"Our investor team believes there is tremendous opportunity and untapped potential in Sun-Times Media portfolio of newspapers and Web sites," Tyree said in a statement. "On the business side, our intentions are to grow the company by seeking new revenue opportunities, to adapt and lead change in the rapidly transforming news industry, and to become profitable."
A bankruptcy judge approved the sale to Tyree, who heads Mesirow Financial, on Oct. 8. Sun-Times Media filed for Chapter 11 bankruptcy protection in March, citing $479 million in assets and $801 million in debt. It has shed more than 400 jobs since late last year through layoffs and attrition.

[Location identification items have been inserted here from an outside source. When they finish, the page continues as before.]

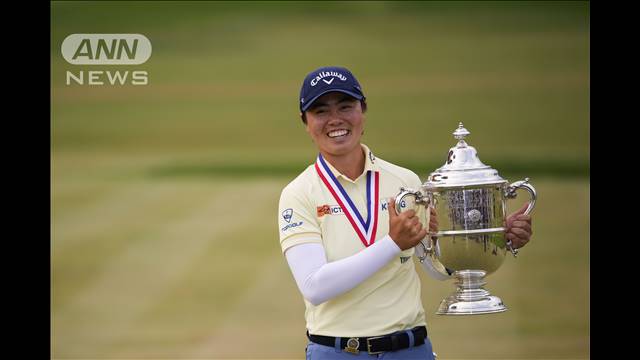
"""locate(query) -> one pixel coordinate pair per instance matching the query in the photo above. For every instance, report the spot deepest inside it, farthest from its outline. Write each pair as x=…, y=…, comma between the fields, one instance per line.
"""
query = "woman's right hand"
x=405, y=229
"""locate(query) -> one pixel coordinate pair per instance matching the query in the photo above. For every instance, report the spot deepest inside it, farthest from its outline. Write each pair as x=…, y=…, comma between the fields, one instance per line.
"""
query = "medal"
x=366, y=230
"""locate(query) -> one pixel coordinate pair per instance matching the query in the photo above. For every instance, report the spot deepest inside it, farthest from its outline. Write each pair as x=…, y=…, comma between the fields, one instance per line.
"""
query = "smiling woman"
x=336, y=124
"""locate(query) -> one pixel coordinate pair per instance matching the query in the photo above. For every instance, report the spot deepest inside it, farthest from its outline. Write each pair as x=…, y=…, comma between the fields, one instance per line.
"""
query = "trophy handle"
x=522, y=184
x=420, y=199
x=510, y=193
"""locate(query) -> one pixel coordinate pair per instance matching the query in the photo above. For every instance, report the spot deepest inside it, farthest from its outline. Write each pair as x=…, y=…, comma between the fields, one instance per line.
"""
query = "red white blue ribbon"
x=366, y=230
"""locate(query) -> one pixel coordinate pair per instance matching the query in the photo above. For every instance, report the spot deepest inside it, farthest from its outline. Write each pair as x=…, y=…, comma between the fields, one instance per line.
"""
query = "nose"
x=334, y=117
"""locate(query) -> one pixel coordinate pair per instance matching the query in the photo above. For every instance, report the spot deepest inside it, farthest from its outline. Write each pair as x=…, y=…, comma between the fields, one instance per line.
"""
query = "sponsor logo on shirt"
x=337, y=210
x=329, y=210
x=384, y=204
x=287, y=214
x=291, y=226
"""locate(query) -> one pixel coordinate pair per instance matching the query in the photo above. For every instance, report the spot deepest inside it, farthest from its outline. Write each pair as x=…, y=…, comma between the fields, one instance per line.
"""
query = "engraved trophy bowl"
x=469, y=198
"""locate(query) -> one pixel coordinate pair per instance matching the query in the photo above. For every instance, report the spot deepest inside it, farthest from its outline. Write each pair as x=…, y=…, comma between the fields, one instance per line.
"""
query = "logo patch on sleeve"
x=287, y=214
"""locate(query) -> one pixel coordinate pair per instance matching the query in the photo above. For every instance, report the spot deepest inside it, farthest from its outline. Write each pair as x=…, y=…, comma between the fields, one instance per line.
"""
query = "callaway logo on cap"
x=325, y=80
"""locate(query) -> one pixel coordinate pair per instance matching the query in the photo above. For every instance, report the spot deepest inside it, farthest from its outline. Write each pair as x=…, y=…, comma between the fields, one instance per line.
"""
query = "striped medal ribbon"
x=366, y=230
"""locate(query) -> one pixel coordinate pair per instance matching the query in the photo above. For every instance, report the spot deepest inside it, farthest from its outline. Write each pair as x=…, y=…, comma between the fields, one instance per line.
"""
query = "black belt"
x=374, y=344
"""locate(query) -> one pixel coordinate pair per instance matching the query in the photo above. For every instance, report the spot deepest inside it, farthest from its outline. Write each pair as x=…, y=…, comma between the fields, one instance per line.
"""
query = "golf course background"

If the Sun-Times had gone under, it would have left Chicago, a city of 3 million, with one major daily, the Chicago Tribune, whose parent company is also operating under bankruptcy protection. "We look forward to a long, prosperous future with our new owners," Sun-Times Media Holdings CEO and Vice Chairman Jeremy Halbreich said in a statement.
Among other concessions, Tyree asked unions to agree to lock in 15 percent pay cuts that were originally intended to be temporary.
"It was a tough road to get there for our unions," said Tom Thibeault, executive director of the Chicago Newspaper Guild. "So we're relieved and very happy."
The media group also reported Monday that the Chicago Sun-Times' weekday average circulation over the six months ending Sept. 30 declined 12 percent to 275,641 compared with the same period last year. Sunday circulation for the newspaper was down 1.8 percent to 251,260 and Saturday circulation was 210,027, down 7.9 percent.
The falling circulation was in line with expectations, the company said, and coincided with a rise in the single-copy cost of the newspaper from 50 cents to 75 cents. Meanwhile, home delivery circulation of the Chicago Sun-Times saw a 5.5 percent increase, the media group said.